3000 Series was a complete internal overhaul, and is basically much more like a giant Ryzen 3000/5000. A bunch of CCD chiplets connected to a single memory/IO controller that handles them all. So I don't think it even uses a NUMA-based memory system anymore since it's got a single memory controller instead of 2 that are basically duct-taped together? So the other nodes showing 0GB would be accurate because there's only one. Maybe it's reading batches of CCDs or something, not sure as I'm not a programmer.

Regardless I hope this was useful to you in some way, shape or form.
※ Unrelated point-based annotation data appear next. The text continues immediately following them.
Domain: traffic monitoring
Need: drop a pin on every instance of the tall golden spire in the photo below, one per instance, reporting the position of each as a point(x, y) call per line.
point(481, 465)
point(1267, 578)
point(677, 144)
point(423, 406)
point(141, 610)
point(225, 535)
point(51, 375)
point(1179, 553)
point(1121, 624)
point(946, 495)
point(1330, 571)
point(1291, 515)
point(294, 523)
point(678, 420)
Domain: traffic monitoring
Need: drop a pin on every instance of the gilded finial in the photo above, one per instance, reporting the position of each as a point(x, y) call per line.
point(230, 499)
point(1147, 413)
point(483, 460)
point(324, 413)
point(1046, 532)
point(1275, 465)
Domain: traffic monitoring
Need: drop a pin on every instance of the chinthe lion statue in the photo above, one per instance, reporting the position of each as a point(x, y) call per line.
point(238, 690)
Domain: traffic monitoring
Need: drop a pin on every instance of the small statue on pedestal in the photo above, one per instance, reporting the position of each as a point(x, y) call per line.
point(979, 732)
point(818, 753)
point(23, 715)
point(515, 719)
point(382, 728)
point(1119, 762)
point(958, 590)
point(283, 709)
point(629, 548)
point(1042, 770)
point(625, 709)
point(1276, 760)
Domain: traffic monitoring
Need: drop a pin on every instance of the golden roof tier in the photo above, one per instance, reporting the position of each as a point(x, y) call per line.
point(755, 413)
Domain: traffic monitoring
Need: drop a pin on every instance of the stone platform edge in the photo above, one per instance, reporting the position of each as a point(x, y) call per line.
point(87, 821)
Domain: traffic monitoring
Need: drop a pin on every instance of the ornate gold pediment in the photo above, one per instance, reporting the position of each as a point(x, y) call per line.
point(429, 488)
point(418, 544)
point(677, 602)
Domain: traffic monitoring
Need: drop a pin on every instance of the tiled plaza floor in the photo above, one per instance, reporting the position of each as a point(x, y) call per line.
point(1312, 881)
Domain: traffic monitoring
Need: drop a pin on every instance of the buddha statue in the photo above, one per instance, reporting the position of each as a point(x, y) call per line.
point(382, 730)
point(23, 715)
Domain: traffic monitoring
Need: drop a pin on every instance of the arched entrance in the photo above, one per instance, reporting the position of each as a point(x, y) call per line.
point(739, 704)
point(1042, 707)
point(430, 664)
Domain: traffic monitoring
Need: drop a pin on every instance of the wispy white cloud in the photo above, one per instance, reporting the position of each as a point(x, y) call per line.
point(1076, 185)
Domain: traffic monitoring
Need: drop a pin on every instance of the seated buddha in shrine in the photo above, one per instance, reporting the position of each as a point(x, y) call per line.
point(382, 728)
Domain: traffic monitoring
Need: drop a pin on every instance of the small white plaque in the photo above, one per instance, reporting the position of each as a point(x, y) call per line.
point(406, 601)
Still surprised another Threadripper edge case managed to appear, but if that's not a sign of the versatility and usefulness of these gadgets then I don't know what is. Best of luck to you on this one, alright? 😁

SilverAzide commented 2 years ago

Excellent info! Thank you very much!

SilverAzide commented 2 years ago

P.S.: Here's a CPU Meter patch you can try if you are interested. If all is done properly, you should see no change in behavior on your system.

All CPU Meter Patch_7.1.3.zip

This version adds a mode to handle "processor groups" for systems with >64 threads. Not sure if this is the proper way to do it, but one of my end goals was to try to make sure it didn't break on your system.